2. Crypto investment productsWhat is the relationship between Bitcoin ETFs and passive funds? While the three major index providers (S&P, FTSE, MSCI) have been working hard to develop cryptocurrency indices, their adoption has been relatively slow, starting with single-asset crypto products so far. Obviously, this is because these products are easier to launch, which is why everyone is rushing to be the first to launch a Bitcoin ETF. Today, we are already starting to see development efforts towards Ethereum-staking ETFs, as well as more altcoin-based products.
However, the real killer product is the BTC hybrid. Imagine a portfolio that is 95% S&P 500 and 5% BTC, or 50% gold and 50% BTC. These are the types of products that financial advisors will feel more comfortable recommending and will also be integrated into the investment product supply chain, thereby broadening their distribution channels.
Still, launching and promoting these products will take time. Because they are new products, they do not automatically enjoy the benefits of monthly inflows like existing popular passive products.
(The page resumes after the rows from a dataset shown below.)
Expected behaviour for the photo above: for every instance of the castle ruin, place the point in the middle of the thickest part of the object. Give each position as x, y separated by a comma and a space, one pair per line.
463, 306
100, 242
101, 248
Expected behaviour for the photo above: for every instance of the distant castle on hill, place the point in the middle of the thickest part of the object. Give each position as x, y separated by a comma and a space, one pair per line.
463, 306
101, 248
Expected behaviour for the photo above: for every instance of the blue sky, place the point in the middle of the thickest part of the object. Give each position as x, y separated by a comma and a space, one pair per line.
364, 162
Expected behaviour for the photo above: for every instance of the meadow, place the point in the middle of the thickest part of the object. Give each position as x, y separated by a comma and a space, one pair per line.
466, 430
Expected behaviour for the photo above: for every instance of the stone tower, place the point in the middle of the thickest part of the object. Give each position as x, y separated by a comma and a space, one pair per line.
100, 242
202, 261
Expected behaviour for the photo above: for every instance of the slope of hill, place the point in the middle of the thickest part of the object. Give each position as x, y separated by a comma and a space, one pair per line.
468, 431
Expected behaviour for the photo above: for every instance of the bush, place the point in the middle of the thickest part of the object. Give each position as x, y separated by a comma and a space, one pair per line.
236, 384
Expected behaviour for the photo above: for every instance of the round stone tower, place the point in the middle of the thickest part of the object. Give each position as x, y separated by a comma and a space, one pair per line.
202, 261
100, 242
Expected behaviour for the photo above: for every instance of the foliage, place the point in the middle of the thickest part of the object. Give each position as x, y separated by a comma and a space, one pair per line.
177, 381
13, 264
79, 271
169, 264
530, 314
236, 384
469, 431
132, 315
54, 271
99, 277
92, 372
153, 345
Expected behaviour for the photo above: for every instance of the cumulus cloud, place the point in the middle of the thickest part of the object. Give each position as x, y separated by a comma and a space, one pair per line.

MSTR promotes traditional financeNext is MSTR: With MSTR being included in the Nasdaq 100 Index, passive funds (such as QQQ) will be forced to automatically buy MSTR, in turn, will use these funds to purchase more Bitcoins. In the future, new BTC-stock-gold hybrid passive products may emerge to replace MSTR's role, but in the foreseeable 3-5 years, since MSTR is a mature US listed company, compared with newly launched passive products, It is more likely to quickly qualify for index inclusion in top passive funds, thereby playing the role of a “Bitcoin vault company.”
Therefore, as long as MSTR continues to use capital to purchase more BTC, the demand to buy Bitcoin will continue to increase.
There is no better alternativeIf this sounds too good to be trueletter, that’s because there are still some minor hurdles that need to be addressed to allow the MSTR to play this role more effectively. For example, MSTR is less likely to be included in the S&P 500 because the S&P 500 requires a company to have positive earnings for its most recent quarter and cumulative earnings over the past four quarters. However, new accounting rules starting in January 2025 will allow MSTR to include changes in the value of its BTC holdings in net income, which could make it eligible for inclusion in the S&P 500 Index.
Essentially, this is the core of traditional finance.
5 minutes of rough calculations and assumptions. I really only spent 5 minutes doing this calculation. If there are any mistakes or suggestions for assumptions, please leave a comment below. !
In short, because MicroStrategy is included in the supply chain of traditional finance, the entire traditional The financial passive investing ecosystem will unintentionally buy more Bitcoin, just like they unknowingly hold Nvidia stock, which has an effect on the price of Bitcoin similar to traditional finance.